Nunca tinha visto meu bebê tão fraquinho. Com lágrimas nos olhos, eu o peguei no colo e comecei a cantar para ele, pois sabia que aquilo o deixava tranquilo.
“Sem ti eu cheguei a pensar em não mais viver,
Vou sangrar até morrer se tu não ficares
Eu só quero ser
Eterna pra ti
Só depende de nós”
Quando comecei a cantar a respiração de Daniel foi ficando cada vez mais fraca e as lágrimas escorriam de meu rosto espontaneamente. Parecia que ele despedia de mim. Um minusculo sorriso fez-se em seu rosto. Eu consegui soltar um pequeno riso em meio as lágrimas e continuei a cantar.
“Fico louca só de ver-te
Não consigo mais conter-me
Se partir eu não vou mais existir
Minha vida chega ao fim”
A respiração foi parando.
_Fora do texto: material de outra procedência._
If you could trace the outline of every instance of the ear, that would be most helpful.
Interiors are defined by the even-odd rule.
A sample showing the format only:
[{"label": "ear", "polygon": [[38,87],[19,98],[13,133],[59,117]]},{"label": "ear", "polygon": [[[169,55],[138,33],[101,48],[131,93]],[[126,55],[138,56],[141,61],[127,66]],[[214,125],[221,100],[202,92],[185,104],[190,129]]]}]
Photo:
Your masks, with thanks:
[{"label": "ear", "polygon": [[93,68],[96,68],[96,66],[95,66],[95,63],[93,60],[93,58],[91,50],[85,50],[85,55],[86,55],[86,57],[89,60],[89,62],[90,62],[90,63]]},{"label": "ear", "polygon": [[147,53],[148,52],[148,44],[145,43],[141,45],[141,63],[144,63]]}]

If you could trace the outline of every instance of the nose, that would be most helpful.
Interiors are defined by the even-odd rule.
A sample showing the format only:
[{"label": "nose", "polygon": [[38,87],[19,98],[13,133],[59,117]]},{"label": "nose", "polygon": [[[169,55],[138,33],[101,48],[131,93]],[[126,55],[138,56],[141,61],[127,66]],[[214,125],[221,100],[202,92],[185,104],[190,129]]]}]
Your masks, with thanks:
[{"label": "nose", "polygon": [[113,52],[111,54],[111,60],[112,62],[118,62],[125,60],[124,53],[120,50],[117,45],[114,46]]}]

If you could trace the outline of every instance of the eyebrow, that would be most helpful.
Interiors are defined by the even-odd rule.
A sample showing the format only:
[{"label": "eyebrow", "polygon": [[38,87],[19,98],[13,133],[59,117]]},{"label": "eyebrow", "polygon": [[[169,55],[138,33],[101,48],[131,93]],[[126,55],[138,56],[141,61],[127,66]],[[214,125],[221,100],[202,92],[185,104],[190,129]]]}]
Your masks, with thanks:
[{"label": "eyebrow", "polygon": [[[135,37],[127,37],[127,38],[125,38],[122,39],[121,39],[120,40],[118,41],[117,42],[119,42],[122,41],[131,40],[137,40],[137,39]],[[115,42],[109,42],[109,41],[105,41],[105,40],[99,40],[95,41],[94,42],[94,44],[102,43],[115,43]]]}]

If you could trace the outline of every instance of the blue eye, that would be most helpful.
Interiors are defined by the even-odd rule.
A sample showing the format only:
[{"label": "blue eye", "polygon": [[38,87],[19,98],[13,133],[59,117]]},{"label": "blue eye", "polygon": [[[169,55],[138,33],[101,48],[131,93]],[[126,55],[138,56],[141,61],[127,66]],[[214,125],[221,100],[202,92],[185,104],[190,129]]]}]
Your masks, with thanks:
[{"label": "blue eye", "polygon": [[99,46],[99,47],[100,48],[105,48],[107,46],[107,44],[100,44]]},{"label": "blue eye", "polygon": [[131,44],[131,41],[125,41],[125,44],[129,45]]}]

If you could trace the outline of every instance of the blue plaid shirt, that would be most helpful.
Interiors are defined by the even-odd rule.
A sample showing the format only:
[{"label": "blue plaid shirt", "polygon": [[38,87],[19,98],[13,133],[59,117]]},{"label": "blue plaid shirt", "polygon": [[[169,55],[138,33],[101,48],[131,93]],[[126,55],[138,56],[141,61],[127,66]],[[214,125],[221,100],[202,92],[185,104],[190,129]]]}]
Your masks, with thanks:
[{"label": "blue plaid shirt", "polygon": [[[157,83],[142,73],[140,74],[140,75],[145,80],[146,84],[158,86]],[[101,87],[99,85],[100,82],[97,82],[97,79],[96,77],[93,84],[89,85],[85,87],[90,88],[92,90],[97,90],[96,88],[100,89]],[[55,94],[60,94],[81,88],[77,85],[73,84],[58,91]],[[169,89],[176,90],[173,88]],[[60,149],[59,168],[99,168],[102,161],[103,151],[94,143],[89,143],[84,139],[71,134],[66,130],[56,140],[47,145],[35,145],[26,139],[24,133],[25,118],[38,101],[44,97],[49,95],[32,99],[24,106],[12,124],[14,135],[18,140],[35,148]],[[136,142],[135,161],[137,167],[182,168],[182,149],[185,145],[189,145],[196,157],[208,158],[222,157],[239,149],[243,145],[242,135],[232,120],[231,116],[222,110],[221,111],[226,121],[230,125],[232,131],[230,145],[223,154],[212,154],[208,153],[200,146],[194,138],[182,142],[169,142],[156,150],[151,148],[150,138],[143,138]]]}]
E o pequeno rosto tornando-se cada vez mais tranquilo, como se sua dor estivesse acabar.
“Eu só quero ser
Eterna pra ti
Nunca
Eu disse nunca
Me deixe mais uma vez
Nunca
Eu disse nunca
Nunca mais”
A respiração de Daniel parou. Congelei. Meu filho estava morto. Morto em meus braços. Eu não consegui salvá-lo. Eu tentei... eu o tirei do pai, lutei por ele e tudo em vão. Acabou, minha vida, foi junto com o pequeno Daniel...
Estava morta, meu coração foi-se com meu filho. Ainda em meus braços, eu o peguei e coloquei junto ao meu coração.
- Mãe vai contigo... espera-me... eu amo-te. - nesse momento, os médicos e enfermeiros entraram para levá-lo de mim, mas logo eu estaria novamente com ele.
Eu ia com ele para onde ele fosse.
- Vamos mãe, você já sofreu muito por hoje. - a enfermeira tirou-me do quarto. Eu então, fui separada de meu bebê, sendo guiada pela enfermeira, eu olhei para trás chorando e ainda no colo do médico, eu vi o pequeno sorriso estampado no rosto de meu pequeno pela última vez.